January 06, 1991|By Waltrina Stovall | Waltrina Stovall,Universal Press Syndicate

I know I need a respite from work when I find myself moving a 60-watt bulb back and forth between a bedside lamp and one on the dressing table -- as I've been doing for several weeks now. Also, a family of wasps has been trying to take over the house for the winter, which reminds me that the windows -- the wasps' port of entry -- need to be recaulked. There's more, but the point is, when I'm living on the edge like this, I think of the restorative powers of soup.

What luxury to put a few ingredients in a pot and let a wonderful aroma fill the house while I read a book. (You don't imagine I'd vacuum or go to the store for light bulbs, do you?)

No need to put the book down to eat either. You can turn pages and spoon soup at the same time.
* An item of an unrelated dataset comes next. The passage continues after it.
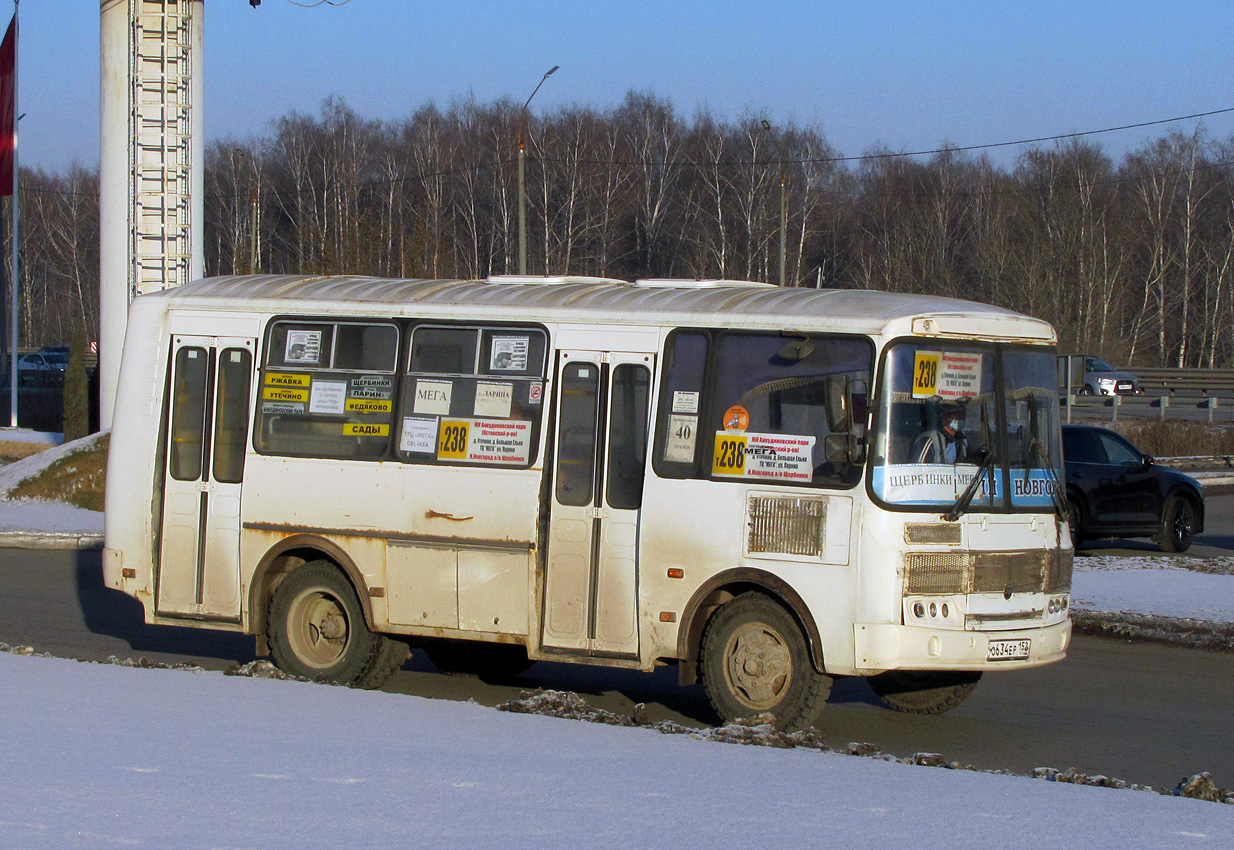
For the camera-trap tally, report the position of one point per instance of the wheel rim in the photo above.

And with soup, all that's really needed is good bread or crackers.

This cream of vegetable soup, a rich puree fortified with wine, is a soothing prescription for burnout.

Cream of vegetable soup

Makes 10 to 12 servings.

3 pounds mixed vegetables (carrots, celery, potatoes, zucchini and so on)

2 onions (divided use)

3 quarts chicken stock

1 clove garlic, peeled

olive oil

1 cup chardonnay or other dry white wine

1 quart Italian plum tomatoes

1 pint half-and-half

salt and pepper to taste

chopped parsley, for garnish

Clean and peel vegetables. Cut the vegetables and 1 onion into big pieces. Place in a large, lidded saucepan with water to cover, bring to a boil, then lower heat and simmer until vegetables are just tender. Drain water and add chicken broth; simmer for 30 minutes.
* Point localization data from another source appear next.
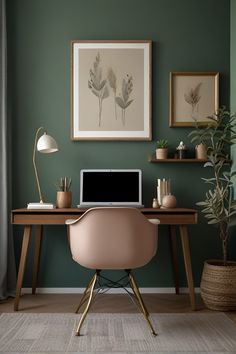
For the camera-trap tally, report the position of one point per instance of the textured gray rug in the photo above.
(117, 333)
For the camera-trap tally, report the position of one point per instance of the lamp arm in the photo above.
(34, 164)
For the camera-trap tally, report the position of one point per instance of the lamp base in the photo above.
(40, 206)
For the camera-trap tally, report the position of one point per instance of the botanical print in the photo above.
(111, 84)
(123, 100)
(193, 97)
(99, 87)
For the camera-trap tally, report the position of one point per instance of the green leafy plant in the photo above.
(123, 99)
(64, 184)
(98, 85)
(162, 144)
(218, 207)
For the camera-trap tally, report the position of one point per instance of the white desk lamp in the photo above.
(45, 144)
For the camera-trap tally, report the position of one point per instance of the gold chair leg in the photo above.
(141, 302)
(82, 301)
(84, 314)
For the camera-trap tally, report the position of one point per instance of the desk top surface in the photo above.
(82, 210)
(24, 216)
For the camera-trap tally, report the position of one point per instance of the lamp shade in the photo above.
(47, 144)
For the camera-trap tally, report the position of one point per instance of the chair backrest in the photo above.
(112, 238)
Meanwhile, peel and chop remaining onion. Saute onion and garlic clove in a small amount of olive oil until light brown. Add wine and Italian plum tomatoes and simmer for 30 minutes.

Pour onion-tomato mixture over soup vegetables. Continue cooking for 15 minutes, then puree in blender -- in several batches, as necessary.

Stir half-and-half into the puree and add salt and pepper to taste. Simmer 5 minutes, taking care not to let soup boil after cream is added.

Sprinkle soup with chopped parsley and serve hot.

Waltrina Stovall is the food editor of Dallas Life magazine.